# How do I set up an access point on my Belkin N600?



## rachet (Oct 12, 2008)

I recently purchased a new Belkin Play Max N600 HD, much different to my old Billion 5100.
I'm only on an ADSL connection but will be upgrading to ADSL2 soon.

Anyway I have a Netgear WG602 v3 Wireless Access Point, and I was wondering am I able to put this somewhere else in the house and have it relay the internet connection to my devices (iPhone for example).

I'm in the User Interface of my Belkin Device but I have no clue how to actually set up this Netgear device to act as an AP.

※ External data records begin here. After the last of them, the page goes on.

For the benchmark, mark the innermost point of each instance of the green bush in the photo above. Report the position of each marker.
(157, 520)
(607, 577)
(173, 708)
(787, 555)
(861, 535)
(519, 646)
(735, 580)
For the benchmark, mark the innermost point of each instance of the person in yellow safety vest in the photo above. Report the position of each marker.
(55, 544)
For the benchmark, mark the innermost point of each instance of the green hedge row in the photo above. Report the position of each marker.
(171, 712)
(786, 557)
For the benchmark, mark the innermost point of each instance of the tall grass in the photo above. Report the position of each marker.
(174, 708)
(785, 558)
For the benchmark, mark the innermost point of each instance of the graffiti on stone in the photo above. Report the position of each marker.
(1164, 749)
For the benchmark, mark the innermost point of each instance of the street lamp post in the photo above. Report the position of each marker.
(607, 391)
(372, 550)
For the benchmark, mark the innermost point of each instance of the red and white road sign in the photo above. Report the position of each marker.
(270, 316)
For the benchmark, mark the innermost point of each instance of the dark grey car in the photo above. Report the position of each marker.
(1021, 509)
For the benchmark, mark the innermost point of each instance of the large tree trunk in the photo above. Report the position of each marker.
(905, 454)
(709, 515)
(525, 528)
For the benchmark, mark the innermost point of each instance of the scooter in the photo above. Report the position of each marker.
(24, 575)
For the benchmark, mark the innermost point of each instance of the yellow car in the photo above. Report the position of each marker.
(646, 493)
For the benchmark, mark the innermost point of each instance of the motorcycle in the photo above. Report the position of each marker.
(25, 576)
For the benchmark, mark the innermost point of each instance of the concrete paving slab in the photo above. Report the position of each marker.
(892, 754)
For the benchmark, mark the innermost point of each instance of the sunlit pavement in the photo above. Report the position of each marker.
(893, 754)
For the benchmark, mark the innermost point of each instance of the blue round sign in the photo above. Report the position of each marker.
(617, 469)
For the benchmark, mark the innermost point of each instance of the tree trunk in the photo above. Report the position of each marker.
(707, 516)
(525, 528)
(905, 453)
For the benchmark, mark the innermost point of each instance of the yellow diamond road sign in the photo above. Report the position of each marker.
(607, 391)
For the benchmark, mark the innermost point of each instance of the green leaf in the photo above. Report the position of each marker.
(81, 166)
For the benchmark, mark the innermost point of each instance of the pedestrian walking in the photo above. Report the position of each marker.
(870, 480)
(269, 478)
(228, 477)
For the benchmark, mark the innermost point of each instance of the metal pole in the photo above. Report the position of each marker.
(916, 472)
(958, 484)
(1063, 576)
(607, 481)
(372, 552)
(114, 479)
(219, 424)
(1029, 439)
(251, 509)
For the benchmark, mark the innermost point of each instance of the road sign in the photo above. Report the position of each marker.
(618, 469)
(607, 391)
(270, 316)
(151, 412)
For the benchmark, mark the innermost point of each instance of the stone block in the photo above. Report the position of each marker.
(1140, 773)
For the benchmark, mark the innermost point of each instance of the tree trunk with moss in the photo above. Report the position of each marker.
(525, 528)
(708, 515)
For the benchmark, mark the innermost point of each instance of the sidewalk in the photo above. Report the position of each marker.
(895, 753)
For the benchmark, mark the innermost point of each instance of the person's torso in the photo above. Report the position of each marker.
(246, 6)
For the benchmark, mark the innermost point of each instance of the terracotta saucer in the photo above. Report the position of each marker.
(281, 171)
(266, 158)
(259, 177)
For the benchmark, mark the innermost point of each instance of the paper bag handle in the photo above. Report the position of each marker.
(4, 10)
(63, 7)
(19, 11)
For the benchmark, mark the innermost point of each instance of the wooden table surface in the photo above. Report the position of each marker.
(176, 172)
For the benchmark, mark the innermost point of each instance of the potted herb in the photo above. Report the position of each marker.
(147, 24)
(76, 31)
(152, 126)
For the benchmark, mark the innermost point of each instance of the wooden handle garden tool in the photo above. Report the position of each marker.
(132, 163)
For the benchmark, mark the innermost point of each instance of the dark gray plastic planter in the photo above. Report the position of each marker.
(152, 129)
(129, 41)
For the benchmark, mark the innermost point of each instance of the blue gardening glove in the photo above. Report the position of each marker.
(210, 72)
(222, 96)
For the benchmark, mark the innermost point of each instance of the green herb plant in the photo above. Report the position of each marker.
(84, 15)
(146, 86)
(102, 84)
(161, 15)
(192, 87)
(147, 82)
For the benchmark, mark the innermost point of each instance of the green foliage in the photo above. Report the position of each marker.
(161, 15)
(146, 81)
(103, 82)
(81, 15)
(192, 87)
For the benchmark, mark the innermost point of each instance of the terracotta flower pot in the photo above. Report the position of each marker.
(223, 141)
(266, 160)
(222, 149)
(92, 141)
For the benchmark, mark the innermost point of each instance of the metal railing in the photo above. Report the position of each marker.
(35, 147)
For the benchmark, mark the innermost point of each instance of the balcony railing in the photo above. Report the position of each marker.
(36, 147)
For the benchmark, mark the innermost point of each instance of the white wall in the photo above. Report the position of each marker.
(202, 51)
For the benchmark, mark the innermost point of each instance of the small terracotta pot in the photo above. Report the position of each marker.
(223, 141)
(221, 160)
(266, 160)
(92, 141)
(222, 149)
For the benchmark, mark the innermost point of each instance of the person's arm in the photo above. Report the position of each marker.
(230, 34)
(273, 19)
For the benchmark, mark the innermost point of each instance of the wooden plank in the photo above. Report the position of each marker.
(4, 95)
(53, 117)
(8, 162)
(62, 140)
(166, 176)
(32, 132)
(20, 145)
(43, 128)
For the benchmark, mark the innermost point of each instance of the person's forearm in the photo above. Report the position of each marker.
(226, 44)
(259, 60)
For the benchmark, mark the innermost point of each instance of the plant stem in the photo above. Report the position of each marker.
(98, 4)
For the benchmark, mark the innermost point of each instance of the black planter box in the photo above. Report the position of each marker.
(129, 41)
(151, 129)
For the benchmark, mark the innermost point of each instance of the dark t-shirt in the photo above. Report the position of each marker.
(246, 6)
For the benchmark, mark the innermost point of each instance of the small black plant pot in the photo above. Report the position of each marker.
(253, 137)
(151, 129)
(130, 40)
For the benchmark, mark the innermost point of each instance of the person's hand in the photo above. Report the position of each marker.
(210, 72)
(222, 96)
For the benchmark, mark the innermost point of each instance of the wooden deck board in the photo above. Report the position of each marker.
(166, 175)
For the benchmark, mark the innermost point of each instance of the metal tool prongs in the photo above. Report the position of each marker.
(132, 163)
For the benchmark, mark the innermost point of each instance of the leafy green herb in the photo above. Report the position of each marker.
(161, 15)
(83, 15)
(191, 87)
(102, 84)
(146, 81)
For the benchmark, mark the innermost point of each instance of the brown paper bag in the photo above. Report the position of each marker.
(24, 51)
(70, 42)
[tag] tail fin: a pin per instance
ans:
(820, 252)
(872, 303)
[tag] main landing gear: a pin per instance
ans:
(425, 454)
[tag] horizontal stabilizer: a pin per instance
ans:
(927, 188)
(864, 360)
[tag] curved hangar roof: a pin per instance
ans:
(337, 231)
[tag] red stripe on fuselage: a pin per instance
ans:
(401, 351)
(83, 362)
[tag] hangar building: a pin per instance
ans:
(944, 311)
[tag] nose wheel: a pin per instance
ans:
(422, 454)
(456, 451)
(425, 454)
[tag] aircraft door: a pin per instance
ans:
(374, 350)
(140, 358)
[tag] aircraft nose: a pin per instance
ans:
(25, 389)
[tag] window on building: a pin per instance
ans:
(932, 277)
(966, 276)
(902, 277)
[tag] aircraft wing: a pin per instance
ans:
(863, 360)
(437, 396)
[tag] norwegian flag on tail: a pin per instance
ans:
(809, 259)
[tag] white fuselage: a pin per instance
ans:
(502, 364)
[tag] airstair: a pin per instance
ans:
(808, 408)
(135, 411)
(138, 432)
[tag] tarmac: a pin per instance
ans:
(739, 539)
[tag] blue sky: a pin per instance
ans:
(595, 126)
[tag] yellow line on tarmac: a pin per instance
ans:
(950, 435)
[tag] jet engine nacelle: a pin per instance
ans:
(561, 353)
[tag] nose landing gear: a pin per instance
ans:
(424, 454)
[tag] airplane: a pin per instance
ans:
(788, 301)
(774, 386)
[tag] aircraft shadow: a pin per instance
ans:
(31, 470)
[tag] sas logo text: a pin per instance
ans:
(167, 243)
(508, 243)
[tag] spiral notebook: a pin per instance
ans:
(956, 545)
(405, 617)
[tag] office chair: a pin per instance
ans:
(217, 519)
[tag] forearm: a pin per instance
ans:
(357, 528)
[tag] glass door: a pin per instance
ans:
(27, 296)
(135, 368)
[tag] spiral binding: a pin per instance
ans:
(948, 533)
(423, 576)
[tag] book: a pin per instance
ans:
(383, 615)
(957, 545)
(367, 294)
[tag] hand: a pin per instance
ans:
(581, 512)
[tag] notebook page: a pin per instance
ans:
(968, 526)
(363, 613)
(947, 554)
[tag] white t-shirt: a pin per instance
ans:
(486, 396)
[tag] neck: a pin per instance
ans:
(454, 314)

I've changed one thing on the Belkin device, not sure if it'll make any difference. I changed the Wireless Band from 2.4Ghz to 5Ghz hoping that it'll strengthen the signal. Either way can someone help me with this? I don't have a clue on how to do this... 
I've attached a print screen of how the User Interface looks like in case any of the knowing would need some guide to where things are placed. =/

EDIT:
Also whenever I'm downloading it's a bit slow. I don't have the fastest internet only 1.5Mbps (150kb/s) but now I'm downloading at about 50kb, and from my computer at about 70kb. =/ These are at separate times.
=(


----------



## TerryNet (Mar 23, 2005)

Re the download speeds: make sure you have the latest firmware for the Belkin router. Then reset it to factory default settings and reconfigure it.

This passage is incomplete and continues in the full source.